In “The Magic Egg and Other Tales from Ukraine” by Barbara J. Suwyn, I found a version of “Pea-Roll-Along” in which the antagonist’s soul is hidden in a walnut on the world tree, and he cannot be destroyed until the nut is found.
Certain images in fairy tales resonant with the listener: Cinderella’s glass slipper, Sleeping Beauty’s spinning wheel, Rapunzel’s golden hair. To a lesser degree, the walnut (and to the extent it represents nuts in general) is one of those imagines. Why this is so may be a hard nut to crack.

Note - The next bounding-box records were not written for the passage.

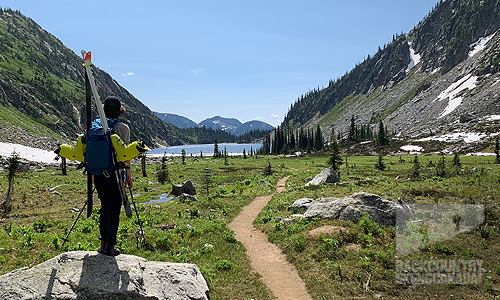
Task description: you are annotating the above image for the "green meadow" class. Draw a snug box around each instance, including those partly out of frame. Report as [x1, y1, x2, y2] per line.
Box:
[0, 153, 500, 299]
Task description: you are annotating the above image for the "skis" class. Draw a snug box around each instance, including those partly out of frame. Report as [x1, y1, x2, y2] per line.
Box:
[81, 50, 132, 218]
[85, 59, 93, 218]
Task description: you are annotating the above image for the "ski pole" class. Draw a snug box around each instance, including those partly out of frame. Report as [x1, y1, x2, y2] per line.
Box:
[61, 187, 95, 248]
[128, 188, 147, 248]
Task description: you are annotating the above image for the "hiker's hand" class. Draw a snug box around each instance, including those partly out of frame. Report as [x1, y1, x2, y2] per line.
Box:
[125, 176, 133, 189]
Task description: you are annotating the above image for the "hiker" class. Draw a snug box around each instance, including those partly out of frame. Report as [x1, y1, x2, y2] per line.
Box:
[93, 96, 132, 256]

Immediately, two possibilities jumped to my mind. First is the secretive nature of the nut, with the edible heart hidden away inside the shell. We discover its secret by breaking into the inner sanctum. However, the content is pretty predictable. Why would the expectations of our fancy jump from finding an edible nut to some other sort of gift?
My second notion involves the brain-like shape of the nut, particularly the English walnut. It does look rather like a brain sitting inside a brainpan. Certainly the peasants, who butchered mammals and used every part of the mammal short of the sound they made, would have recognized the similarity. However, this line of thought leads to zombies, who simply are not part of the European fairy tale tradition. I will go not farther down that path. Something at the end of it might attack me.
I abandon both of my notions (after some prowling on the internet) in preference to the walnut purse. These were little drawstring bags made from covered walnut shells given as gifts in the time of Elizabeth I. By the 18th century, Limerick gloves, similar to kid gloves, being so sheer and delicate, were presented inside a walnut shell. That the garments in our stories could also fit inside a walnut shell was a testament to the exquisite nature of these articles, and not so much a matter of magic. Well, good things come in small packages, do they not?
PS. While we old hippies think of “parsley, sage, rosemary, and thyme” as one of the lyrics in Simon and Garfunkel’s “Scarborough Fair,” the source is much older. Check out “The English and Scottish Popular Ballads, Volume 1” by Francis James Child, ballad #2 “The Elfin knight” version G. While this five volume work is highly scholastic, there is here a wealth of folkloric themes.